Kavitha Reddy Kothapally1
To analyse the maternal outcome in pregnancy induced hypertension and improve the management strategies.
Pregnancy induced hypertension is a medical disease peculiar to pregnancy, making pregnancy a high risk condition. Among medical disorders complicating pregnancy, it stands next to anaemia in prevalence. It is responsible for majority of the maternal morbidity and mortality. It also has an adverse perinatal outcome. Hence, early detection and timely intervention of women with pregnancy induced hypertension is important for good maternal and perinatal outcome.
MATERIAL & METHODS
The present Prospective Observational study was done from April 2015 to February 2016 in the department of obstetrics & gynaecology at Bhaskar medical college and general hospital, Yenkepally, Moinabad, Telangana. A total of 102 pregnant women with pregnancy induced hypertension were enrolled into the study. Demographic details like age, parity, previous obstetric history of pregnancy induced hypertension and diabetes, past history of polycystic ovarian disease, treatment for infertility, gestational age at which hypertension developed in the present pregnancy were noted. Relevant investigations were performed. Gestational age of delivery, mode of delivery and maternal complications were noted.
The incidence of pregnancy induced hypertension was 4% in the study population. About 59.8% developed pregnancy induced hypertension in the third trimester. Out of this, 64.7% cases were gestational hypertension and 35.3% cases were preeclampsia. Nearly half (41.7%) of preeclampsia cases were severe preeclampsia. Postpartum haemorrhage is the commonest complication (13.7%), next being imminent eclampsia (7.8%), abruption (4.9%), eclampsia (3.9%) and HELLP syndrome (0.98%). 80% of cases could be delivered beyond 37 weeks of gestational age. 71.57% of cases had lower segment caesarean section for indicated conditions. More than half of pregnancy induced hypertension could be managed conservatively with bed rest and observation.
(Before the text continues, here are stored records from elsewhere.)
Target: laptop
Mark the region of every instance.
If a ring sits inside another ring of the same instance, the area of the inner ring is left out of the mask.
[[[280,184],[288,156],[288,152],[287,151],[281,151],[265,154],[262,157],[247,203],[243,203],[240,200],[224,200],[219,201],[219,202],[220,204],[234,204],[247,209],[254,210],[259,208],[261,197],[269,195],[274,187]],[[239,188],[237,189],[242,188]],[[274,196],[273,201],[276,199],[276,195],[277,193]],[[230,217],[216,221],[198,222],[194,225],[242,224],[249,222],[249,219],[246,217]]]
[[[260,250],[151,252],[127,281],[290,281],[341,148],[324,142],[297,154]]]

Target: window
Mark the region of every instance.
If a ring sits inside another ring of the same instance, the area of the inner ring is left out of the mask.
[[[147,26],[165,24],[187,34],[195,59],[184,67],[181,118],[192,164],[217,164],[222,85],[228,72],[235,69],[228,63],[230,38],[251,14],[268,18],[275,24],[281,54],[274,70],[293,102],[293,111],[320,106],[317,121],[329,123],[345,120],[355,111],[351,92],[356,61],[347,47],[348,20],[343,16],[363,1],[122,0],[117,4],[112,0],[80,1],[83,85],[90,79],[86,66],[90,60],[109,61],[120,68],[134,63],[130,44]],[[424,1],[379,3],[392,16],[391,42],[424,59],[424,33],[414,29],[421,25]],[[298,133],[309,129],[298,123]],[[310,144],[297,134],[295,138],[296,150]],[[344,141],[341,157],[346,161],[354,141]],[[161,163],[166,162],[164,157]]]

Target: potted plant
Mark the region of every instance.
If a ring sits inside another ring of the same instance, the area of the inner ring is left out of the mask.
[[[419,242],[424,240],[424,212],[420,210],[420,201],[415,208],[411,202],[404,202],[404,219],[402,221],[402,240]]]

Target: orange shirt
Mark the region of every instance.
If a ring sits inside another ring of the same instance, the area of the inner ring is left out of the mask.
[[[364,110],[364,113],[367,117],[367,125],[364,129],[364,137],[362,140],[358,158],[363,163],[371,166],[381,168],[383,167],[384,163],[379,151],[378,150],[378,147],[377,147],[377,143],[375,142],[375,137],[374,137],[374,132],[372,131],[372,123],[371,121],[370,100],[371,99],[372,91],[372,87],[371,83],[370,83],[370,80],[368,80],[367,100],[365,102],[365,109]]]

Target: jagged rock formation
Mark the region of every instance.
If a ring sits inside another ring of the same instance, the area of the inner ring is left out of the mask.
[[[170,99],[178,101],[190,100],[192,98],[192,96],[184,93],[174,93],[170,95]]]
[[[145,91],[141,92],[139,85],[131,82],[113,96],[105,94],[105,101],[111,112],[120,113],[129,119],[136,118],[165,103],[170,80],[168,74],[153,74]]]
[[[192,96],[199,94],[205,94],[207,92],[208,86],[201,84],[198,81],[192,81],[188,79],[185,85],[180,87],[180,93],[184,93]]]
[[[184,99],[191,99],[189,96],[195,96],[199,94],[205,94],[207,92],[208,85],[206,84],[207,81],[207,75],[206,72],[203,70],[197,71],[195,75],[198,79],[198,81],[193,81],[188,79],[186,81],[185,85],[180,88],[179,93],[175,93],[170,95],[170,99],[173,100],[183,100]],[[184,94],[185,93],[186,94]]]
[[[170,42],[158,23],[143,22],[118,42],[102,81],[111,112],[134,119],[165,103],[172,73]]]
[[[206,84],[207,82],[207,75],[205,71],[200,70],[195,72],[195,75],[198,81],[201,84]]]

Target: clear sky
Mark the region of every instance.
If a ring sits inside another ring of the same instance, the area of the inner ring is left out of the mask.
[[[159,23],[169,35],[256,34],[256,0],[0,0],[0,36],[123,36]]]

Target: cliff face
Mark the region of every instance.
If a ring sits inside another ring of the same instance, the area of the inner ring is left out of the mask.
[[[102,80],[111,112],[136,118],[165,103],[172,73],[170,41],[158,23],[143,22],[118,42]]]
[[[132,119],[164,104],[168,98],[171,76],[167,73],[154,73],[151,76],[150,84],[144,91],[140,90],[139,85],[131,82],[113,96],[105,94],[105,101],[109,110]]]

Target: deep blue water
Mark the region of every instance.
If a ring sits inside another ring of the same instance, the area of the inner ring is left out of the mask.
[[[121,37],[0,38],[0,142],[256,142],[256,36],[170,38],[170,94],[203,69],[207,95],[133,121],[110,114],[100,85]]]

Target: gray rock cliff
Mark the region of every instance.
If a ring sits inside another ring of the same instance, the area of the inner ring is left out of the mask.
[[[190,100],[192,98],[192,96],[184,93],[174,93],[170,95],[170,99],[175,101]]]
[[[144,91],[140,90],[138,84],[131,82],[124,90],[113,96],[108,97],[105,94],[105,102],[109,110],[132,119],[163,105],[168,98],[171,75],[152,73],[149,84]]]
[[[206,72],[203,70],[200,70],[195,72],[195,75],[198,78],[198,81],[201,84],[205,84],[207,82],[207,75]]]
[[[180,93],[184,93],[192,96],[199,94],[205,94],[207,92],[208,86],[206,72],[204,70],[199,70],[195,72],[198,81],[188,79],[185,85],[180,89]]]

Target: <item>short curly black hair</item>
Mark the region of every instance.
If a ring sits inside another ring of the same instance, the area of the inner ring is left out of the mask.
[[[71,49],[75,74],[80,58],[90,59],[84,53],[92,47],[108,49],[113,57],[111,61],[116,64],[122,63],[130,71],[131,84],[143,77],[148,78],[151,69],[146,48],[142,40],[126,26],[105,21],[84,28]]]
Remaining cases required antihypertensives for severe preeclampsia.
Pregnancy induced hypertension is the common medical disease in pregnancy in the rural pregnant women in India especially among primigravidae in the third trimester. Preeclampsia is associated with maternal complications like postpartum haemorrhage, imminent eclampsia and eclampsia, abruptio placenta. Abruptio and eclampsia are associated with adverse perinatal outcome. Regular antenatal checkups helps in early detection and management of pregnancy induced hypertension. Timely intervention can prevent maternal mortality and reduce morbidity.